Re: draft-newman-i18n-collation-09.txt just posted from Mark Davis on 2006-05-16 (public-ietf-collation@w3.org from May 2006)

From: Mark Davis <mark.davis@icu-project.org>
Date: Tue, 16 May 2006 12:37:54 -0700
To: "Arnt Gulbrandsen" <arnt@gulbrandsen.priv.no>
Cc: ietf-imapext@imc.org, ietf-mta-filters@imc.org, public-ietf-collation@w3.org
Message-ID: <30b660a20605161237x7bc5ba51v68f527a6e149c64b@mail.gmail.com>
Thanks. I'm at the UTC meeting right now, and we were just talking about
this. In general the committee is quite happy with the changes and
direction.

The remaining serious issue is the combinatorics. You have a question on the
open issue asking if the new DTD solves the issue, but as far as I can tell
it does not.

The combinatorics are very large for CLDR. (See
http://www.unicode.org/draft/reports/tr35/tr35.html#Locale_IDs). Here is a
back-of-the-envelope calculation:
- There are a couple of hundred locales and growing (
http://unicode.org/cldr/apps/survey)
- Many have variants; so all of the German ones can have "phonebook" for
example. That probably adds another 50 combinations, so call it around 300.
- All can be parameterized: with the following numbers of settings:
 5 strength, 2 alternates, 2 directions, 2 normalizations, 2 caseLevels, 3
caseFirsts, 2 hirgana, 2 numeric, for a total of 960 combinations.
 Since these are parameters, they can each be combined with all the locales,
so that gives about 30,000 different registrations.
- This doesn't account for the variableTop parameter, which takes a string,
and is at least theoretically, unbounded.
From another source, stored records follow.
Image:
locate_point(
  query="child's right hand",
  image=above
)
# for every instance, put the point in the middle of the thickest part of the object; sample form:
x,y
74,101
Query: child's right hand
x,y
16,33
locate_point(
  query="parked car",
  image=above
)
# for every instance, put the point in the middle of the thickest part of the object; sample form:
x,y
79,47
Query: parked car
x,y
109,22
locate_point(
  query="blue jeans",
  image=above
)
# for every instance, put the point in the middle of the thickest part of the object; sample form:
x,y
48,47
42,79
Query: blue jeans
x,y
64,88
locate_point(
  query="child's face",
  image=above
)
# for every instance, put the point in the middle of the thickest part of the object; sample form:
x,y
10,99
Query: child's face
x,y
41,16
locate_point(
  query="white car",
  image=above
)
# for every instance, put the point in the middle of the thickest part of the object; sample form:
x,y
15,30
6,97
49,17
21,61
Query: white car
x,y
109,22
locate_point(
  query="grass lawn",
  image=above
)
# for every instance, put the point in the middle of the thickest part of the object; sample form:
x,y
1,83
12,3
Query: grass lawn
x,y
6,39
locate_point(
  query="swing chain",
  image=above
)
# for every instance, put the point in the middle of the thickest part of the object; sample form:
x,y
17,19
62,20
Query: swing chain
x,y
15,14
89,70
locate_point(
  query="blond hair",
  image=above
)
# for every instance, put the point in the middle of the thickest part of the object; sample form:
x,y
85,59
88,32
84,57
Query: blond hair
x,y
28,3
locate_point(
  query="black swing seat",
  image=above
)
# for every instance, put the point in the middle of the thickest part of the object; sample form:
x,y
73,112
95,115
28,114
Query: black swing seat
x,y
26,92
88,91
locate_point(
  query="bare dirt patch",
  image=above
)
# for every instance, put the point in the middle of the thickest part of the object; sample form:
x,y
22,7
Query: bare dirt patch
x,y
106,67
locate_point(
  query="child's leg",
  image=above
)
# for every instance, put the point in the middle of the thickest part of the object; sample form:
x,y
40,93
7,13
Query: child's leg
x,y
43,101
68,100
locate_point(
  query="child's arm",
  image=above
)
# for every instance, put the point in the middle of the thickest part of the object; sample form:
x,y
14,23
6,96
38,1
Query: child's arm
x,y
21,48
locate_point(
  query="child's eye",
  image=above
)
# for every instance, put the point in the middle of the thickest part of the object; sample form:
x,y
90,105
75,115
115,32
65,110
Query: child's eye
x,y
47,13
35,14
I'm sure what we don't want to see is 30,000 entries in the form discussed
in 7.5. Example Initial Registry Summary

What I suggest be done instead is that a set of parameters be registered.
Thus we could have the equivalent of:

CLDR-Parameters:
  locale=aa, aa_DJ, aa_ER, aa_ER_SAAHO, aa_ET, ..., zu_ZA
  collation=phonebook, ..., gb2312han
  colStrength=primary, secondary, tertiary, quaternary, identical
  ...
  variableTop=(u<unicodeCodePoint>)+

Then the corresponding line in 7.5 could be:

     i;basic;uca=5.0.0;uv=5.0.0;CLDR-Parameters    e, o, s   i18n

BTW, I'm going to be gone until June 7, so won't be able to respond until
then.

There are a few other areas where I have remarks on the language. In
particular, the handling of the error strings needs some further fixes. For
example, the following statement is false:

4.2.3.  Ordering
...
It MUST be transitive and trichotomous.

The way to handle this is to say that a collation is defined over a domain
of strings. Any string outside of that domain will is called "invalid", and
return an error value when used with any operation. Then you can truely say:

For all strings in its domain, it MUST it be transitive and trichotomous.

Mark


On 5/16/06, Arnt Gulbrandsen <arnt@gulbrandsen.priv.no> wrote:
>
> Arnt Gulbrandsen writes:
> > Mark Davis writes:
> >> ...
> >> At a quick glance, it appears that a number of comments have been
> >> incorporated.
> >
> > It is possible that some of my changes don't satisfy you. I had
> > conflicting requests for many things. Feel free to repeat, rephrase
> > or add arguments.
>
> In -10 (which I'll send off once I finish work this evening) I've made
> another few changes.
>
> >>>       > 2.4 Sort Keys
> >>>
> >>> The use of the term "collation canonicalization" to refer to sort
> >>> keys is very misleading. ...
> >
> > Changed; the text now speaks of sort keys. I'm afraid there still are
> > instances of the old term around, I found one today.
>
> In -10, all should be dead.
>
> >>> The term 'error' is also problematic, since what is really at issue
> >>> is a question of domain. For all those strings in the domain,
> >>> either 'equal' or 'not_equal' should be returned from the equality
> >>> function. For any string not in the domain, 'undefined' should be
> >>> returned.
> >
> > Not changed. Back in February, I agreed that "error" was not ideal,
> > but did not see "undefined" as better, and could not find a really
> > apt term. The collations were a little too well-defined in the
> > "undefined" cases then.
> >
> > However, in -10, I think they really will be undefined outside their
> > domain, so I'll change to using "undefined" instead of "error". (I'm
> > removing the bits that fall back to i;octet.)
>
> Changed. The fallback to i;octet is now in the server, if the protocol
> requires it.
>
> This means that if a server can escape implementing i;octet, it can keep
> all its strings in UCS-2 or UCS-4 internally, even as it implements
> collations which are defined in terms of octets.
>
> Arnt
>
Received on Tuesday, 16 May 2006 20:43:40 UTC